Here’s how you can run a regression analysis in Excel.
1. Export your data into Excel.
In our example, we’ll be loading blog traffic numbers into Excel. (HubSpot customers, you can find this information in your Sources report — and make sure to select your blog subdomain from the top dropdown before exporting.)
Once you get the export open in Excel, make sure to remove all other information besides the row for each month and the row for traffic. HubSpot customers, you can find all the information you need under the “Visits” tab.
2. Graph the data using the scatter plot function.
Having located your exported file, your data will open in a new Excel spreadsheet. Organize your data the way you want them in each cell. When analyzing blog traffic over time, for example, it makes sense for “Time” to take the X axis and “Traffic” to take the Y axis. So we’ll dedicate two separate rows in Excel for these metrics.
3. Open your trendline options.
In the top navigation, choose ‘Chart Layout‘ > ‘Trendline.’ This will open a dropdown menu of options for trendline types. These include:
- Linear Forecast.
- Two Period Moving Average.
You can also select ‘Trendline Options,’ where you can set additional preferences for the trendline you want to use.
4. Choose which type of trendline you’d like to test.
Under ‘Type,’ select which line style you want to use in your regression analysis.

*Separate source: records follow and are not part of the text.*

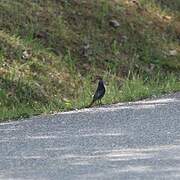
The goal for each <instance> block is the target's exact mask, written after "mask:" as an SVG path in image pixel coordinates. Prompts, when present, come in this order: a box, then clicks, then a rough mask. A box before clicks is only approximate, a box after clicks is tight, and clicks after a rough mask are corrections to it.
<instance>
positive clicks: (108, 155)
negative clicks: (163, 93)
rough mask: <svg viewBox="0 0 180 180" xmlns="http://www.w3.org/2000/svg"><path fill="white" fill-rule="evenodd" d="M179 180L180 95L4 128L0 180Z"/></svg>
mask: <svg viewBox="0 0 180 180" xmlns="http://www.w3.org/2000/svg"><path fill="white" fill-rule="evenodd" d="M7 179H8V180H11V179H12V180H116V179H117V180H129V179H130V180H166V179H167V180H180V93H176V94H174V95H170V96H164V97H162V98H160V99H154V100H146V101H140V102H135V103H124V104H117V105H113V106H104V107H100V108H92V109H85V110H80V111H73V112H67V113H60V114H56V115H51V116H48V117H34V118H31V119H29V120H22V121H18V122H8V123H1V124H0V180H7Z"/></svg>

For our blog traffic test, we’ll use linear, as shown in the screenshot below.
5. Find your R² value.
Remember what R² is? This number between 0 and 1 indicates how much your trend line actually fits the shape of your scatter plot. Select ‘Options,’ then ‘Display R-squared value on Chart.’ R² will appear next to your line. After you’re done, click ‘OK.’
6. Record R² back in your spreadsheet.
In the cells to the left of your graph, record the R² value that was displayed at the end of your scatter plot’s trendline.

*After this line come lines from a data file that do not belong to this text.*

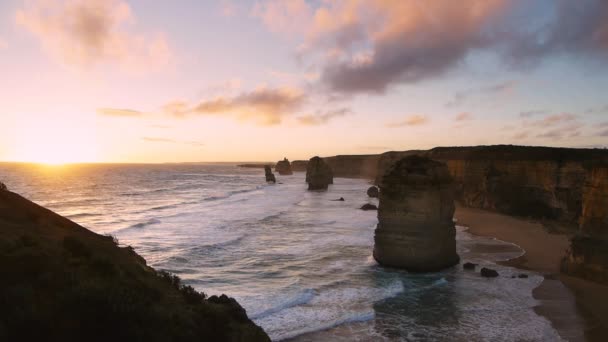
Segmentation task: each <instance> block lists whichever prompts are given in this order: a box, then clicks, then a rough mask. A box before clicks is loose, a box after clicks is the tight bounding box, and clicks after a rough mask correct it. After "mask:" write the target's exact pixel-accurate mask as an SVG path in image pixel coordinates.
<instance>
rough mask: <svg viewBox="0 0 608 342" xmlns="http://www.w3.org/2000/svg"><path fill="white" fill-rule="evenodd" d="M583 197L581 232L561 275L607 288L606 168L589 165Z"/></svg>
mask: <svg viewBox="0 0 608 342" xmlns="http://www.w3.org/2000/svg"><path fill="white" fill-rule="evenodd" d="M582 193H583V200H582V213H581V216H580V231H579V233H578V234H577V235H576V236H575V237H574V238H573V239H572V241H571V244H570V249H569V250H568V252H567V253H566V256H565V257H564V260H563V261H562V272H565V273H568V274H572V275H575V276H579V277H583V278H586V279H590V280H594V281H597V282H601V283H606V284H608V164H605V163H590V165H589V171H588V176H587V178H586V181H585V184H584V187H583V191H582Z"/></svg>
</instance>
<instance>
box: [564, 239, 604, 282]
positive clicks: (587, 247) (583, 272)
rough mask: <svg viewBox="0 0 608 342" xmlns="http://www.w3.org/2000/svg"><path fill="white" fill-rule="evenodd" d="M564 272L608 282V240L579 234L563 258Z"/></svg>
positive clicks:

Plan on running more than one regression analysis, each with different trendlines, then recording each of their R² values in their own cells in your original spreadsheet — as shown below. This will allow you to determine which type of trendline best explains the shape of your scatter plot. The type of line with the R² closest to the number 1 is your best-fitting trendline.
7. Remove your trendline.
Click on the line, then hit “delete” on your keyboard. Time to see if a different trendline more closely supports your data trend.
8. Run steps 4-7 again using new types of trendlines.
Repeat steps 4 through 7 for exponential and logarithmic lines. The more trendlines for which you find R² values, the more accurate your regression analysis will be. You want to be absolutely sure of the type of trend your data is showing, and stopping after one linear regression analysis is often not enough testing to draw a conclusion from.
9. Compare R² values. Whichever is nearest to 1 is the best fit.
If you’re linear, you’re growing at a steady rate. If you’re exponential, you’re growing at an increasing rate. If you’re logarithmic, your growth is slowing.
It’s possible that none of them are a great fit — see the warning above for more information on this.
In our example, exponential regression is the best fit because it has the highest R², at 0.896, and all are relatively close to 1. (Click the image below to enlarge it.) This means the exponential line is the best fit for your blog growth, and since it’s increasing exponentially, you have been growing quickly.
That’s it, folks! By now, you should have an idea of how fast your blog is growing. Remember, this is only an indication of your past growth. Anything can happen in the future to throw off your traffic.